Philip Janout:De vestigingen zijn er, de apparatuur en de knowhow zijn er ook. Het ligt dan ook voor de hand dat het bandenspecialistbedrijf extra inkomsten genereert uit het bestaande klantenbestand. Bij Reifen John leggen we veel nadruk op het onderwerp “motorvoertuigservice”. De verdiensten uit onze klassieke kernactiviteit zijn er niet meer, al zouden we dat natuurlijk wel graag willen.
“Bij Reifen John leggen we veel nadruk op voertuigservice.”PHILIPP JANOUT, VERKOOPMANAGER BANDEN JOHN
Meneer Peschek, u zei ooit in een interview met mij dat bandenretailers zich moesten specialiseren in kleinere merken, omdat de grote, bekende merken hen op de lange termijn in de kou zouden laten staan.
Michaël Peschek:We hebben eerder de brug geslagen van producten met een lage rente naar merkopbouw. Wanneer klanten banden vergelijken, vergelijken ze vaak merken. Het premiumsegment staat het meest onder druk op de marges, omdat het premiumsegment het segment is waarin de vergelijking het meest plaatsvindt. Goede kwaliteit vanaf de tweede rij of een goed product voor onregelmatige rijders vanaf de derde rij resulteert vaak in een beter advies voor de klant en een betere marge voor de dealer, met minder kostendruk en minder vergelijkbaarheid.
Martin Krauss:Er zijn verschillende distributiekanalen. De grenzen vervagen steeds meer. De autodealer vist in het oorspronkelijke territorium van de bandenhandelaar en omgekeerd. Uiteindelijk komt het neer op twee beslissingen waarmee u te maken krijgt. Enerzijds: specialisatie in de bandenretail plus bijkomende business. Aan de andere kant: de vraag wie vanuit het perspectief van de fabrikant de juiste partner is. De stelregel dat ik alle merken heb en voor een geweldige prijs is voorbij. Onze insteek is absoluut om de lokale bandenretailers optimaal te ondersteunen.
Hoe groot is het potentieel voor internet in de B2B-sector?
Martin Krauss:We hebben dit segment de afgelopen tien jaar zeer sterk zien ontwikkelen. Het ligt nu op een stabiel niveau. Voor de eindconsument is internet vooral een informatiekanaal. Hij wil vaak niet online kopen.
Als een eindgebruiker naar de dealer komt met online gekochte banden, moet de dealer hem dan wegsturen? Meneer Kreisel, wat doet u met zulke mensen?

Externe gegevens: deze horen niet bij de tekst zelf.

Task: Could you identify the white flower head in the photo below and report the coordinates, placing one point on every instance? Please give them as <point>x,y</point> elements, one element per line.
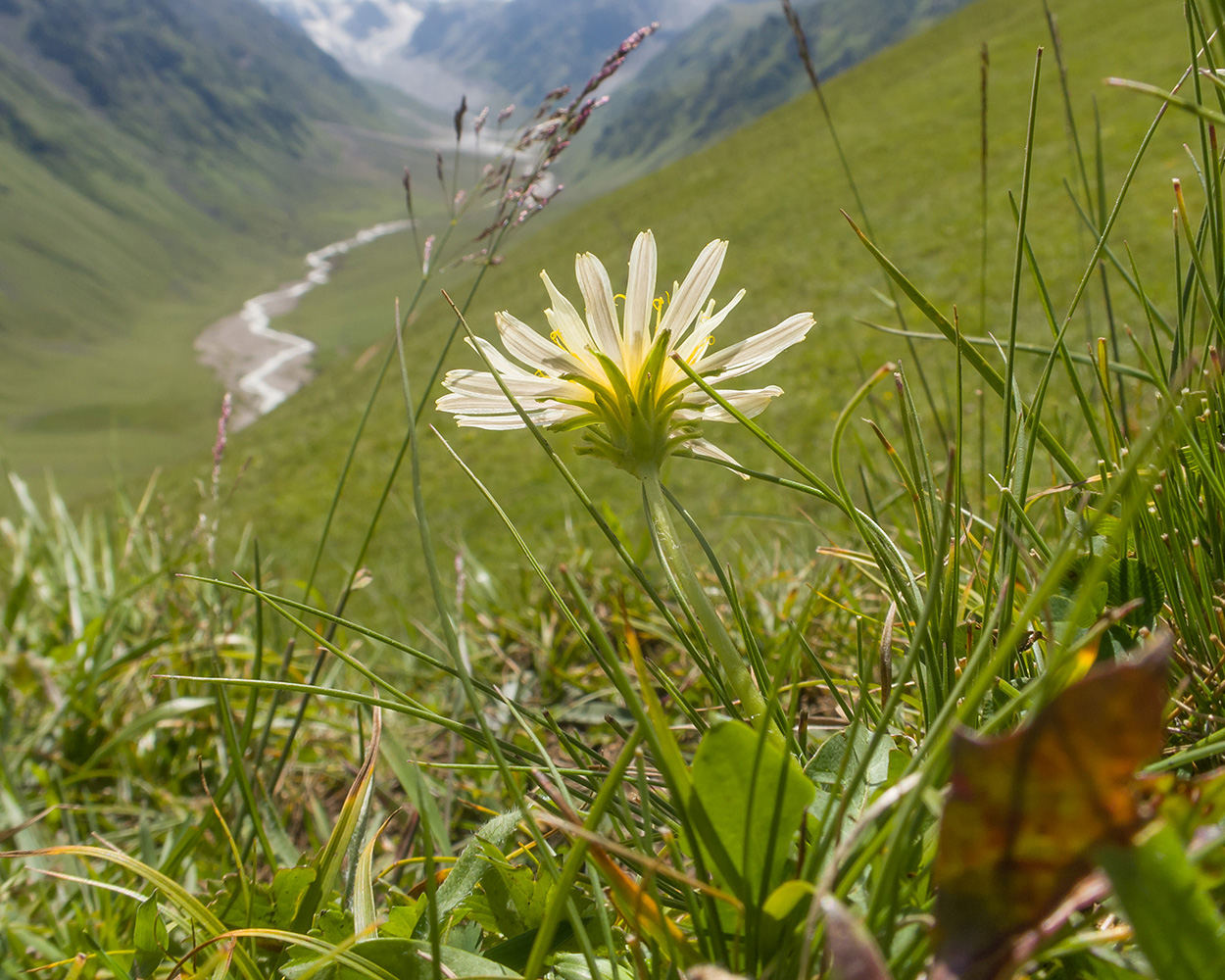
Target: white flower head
<point>615,376</point>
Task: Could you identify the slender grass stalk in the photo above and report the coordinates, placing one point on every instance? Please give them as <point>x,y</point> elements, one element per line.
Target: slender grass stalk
<point>672,555</point>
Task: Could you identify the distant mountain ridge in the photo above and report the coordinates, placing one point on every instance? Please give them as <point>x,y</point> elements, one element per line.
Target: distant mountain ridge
<point>713,67</point>
<point>181,76</point>
<point>491,50</point>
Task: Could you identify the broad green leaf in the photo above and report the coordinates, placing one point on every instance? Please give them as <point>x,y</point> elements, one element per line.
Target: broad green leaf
<point>754,795</point>
<point>514,952</point>
<point>1130,578</point>
<point>402,919</point>
<point>150,939</point>
<point>327,862</point>
<point>517,896</point>
<point>1174,917</point>
<point>824,765</point>
<point>471,865</point>
<point>407,959</point>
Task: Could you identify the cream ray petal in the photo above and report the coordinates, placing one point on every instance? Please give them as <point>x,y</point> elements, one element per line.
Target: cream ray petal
<point>640,295</point>
<point>494,422</point>
<point>593,283</point>
<point>704,328</point>
<point>464,403</point>
<point>710,451</point>
<point>529,347</point>
<point>691,294</point>
<point>499,362</point>
<point>513,420</point>
<point>483,382</point>
<point>564,318</point>
<point>749,356</point>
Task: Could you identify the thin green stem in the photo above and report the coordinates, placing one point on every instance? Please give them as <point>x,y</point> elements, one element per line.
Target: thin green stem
<point>672,555</point>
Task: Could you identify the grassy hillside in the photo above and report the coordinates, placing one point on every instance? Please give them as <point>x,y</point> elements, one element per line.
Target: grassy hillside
<point>733,67</point>
<point>909,121</point>
<point>153,175</point>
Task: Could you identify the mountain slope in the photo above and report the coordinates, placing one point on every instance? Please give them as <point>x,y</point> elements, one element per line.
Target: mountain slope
<point>909,122</point>
<point>494,50</point>
<point>160,163</point>
<point>735,65</point>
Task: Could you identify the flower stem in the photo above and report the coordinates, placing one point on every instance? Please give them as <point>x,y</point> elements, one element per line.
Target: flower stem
<point>672,555</point>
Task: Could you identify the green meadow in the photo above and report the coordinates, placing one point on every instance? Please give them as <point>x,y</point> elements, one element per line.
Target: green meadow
<point>116,263</point>
<point>909,122</point>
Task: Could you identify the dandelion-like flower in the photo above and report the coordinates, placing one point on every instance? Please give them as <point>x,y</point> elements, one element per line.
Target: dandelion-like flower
<point>615,376</point>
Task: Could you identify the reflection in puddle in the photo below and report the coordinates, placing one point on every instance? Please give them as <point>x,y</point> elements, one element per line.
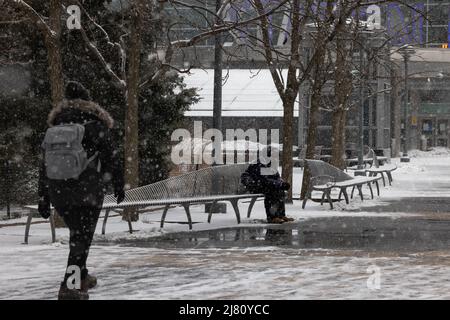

Klaus Kreisel:Ik beschouw hem als een klant en monteer de banden. Wij hanteren servicekosten voor nieuwe banden die anders zijn dan montage en balanceren.
Philip Janout:Het is tenslotte een klant. En je moet het als een kans zien.
Michaël Peschek:Als vakhandelaar die de montageservice uitvoert, neem ik de wettelijke verplichting op mij om iets te monteren dat aan de wettelijke eisen voldoet. Dit kan ook betekenen dat ik een klant wegstuur die online banden heeft gekocht die niet geschikt zijn voor het draagvermogen van zijn voertuig en er absoluut op staat deze te laten monteren. Hij zou weggestuurd moeten worden.
Als deze gevallen vaker voorkomen, zullen er dan meer zijn?
Michaël Peschek:Absoluut ja. Steeds vaker komen klanten met banden die ze zogenaamd goedkoop hebben gekocht en uiteindelijk twee keer kopen.
Klaus Kreisel:De vraag is meestal niet of je iemand wel of niet moet wegsturen, maar eerder om professioneel advies. Als de klant online het juiste heeft gekocht, is er naar mijn mening niets mis met het installeren ervan.
Philip Janout:In werkelijkheid is het voor een gespecialiseerd bedrijf het beste als de klant met een product komt dat technisch niet klopt. Dit is een strafschop. Een geweldige kans.
Bandenhandelaar versus autodealer. Meneer Ambroz, maakt het de industrie uit wie haar producten koopt?
Kristjan Ambroz:Over het algemeen onderhouden wij langdurige klantrelaties. En wij willen er graag voor zorgen dat de verschillende groepen die met ons samenwerken succesvol zijn. Voor ons maakt het zeker niet uit. Anders zouden we geen klanten hebben die we al ruim 90 jaar bedienen. Niettemin kunnen we ons niet verder dan de markt ontwikkelen en zeggen dat bepaalde kanalen niet mogen bestaan. Met andere woorden: wij zullen ook in de toekomst blijven samenwerken met bandenretailers en autodealers.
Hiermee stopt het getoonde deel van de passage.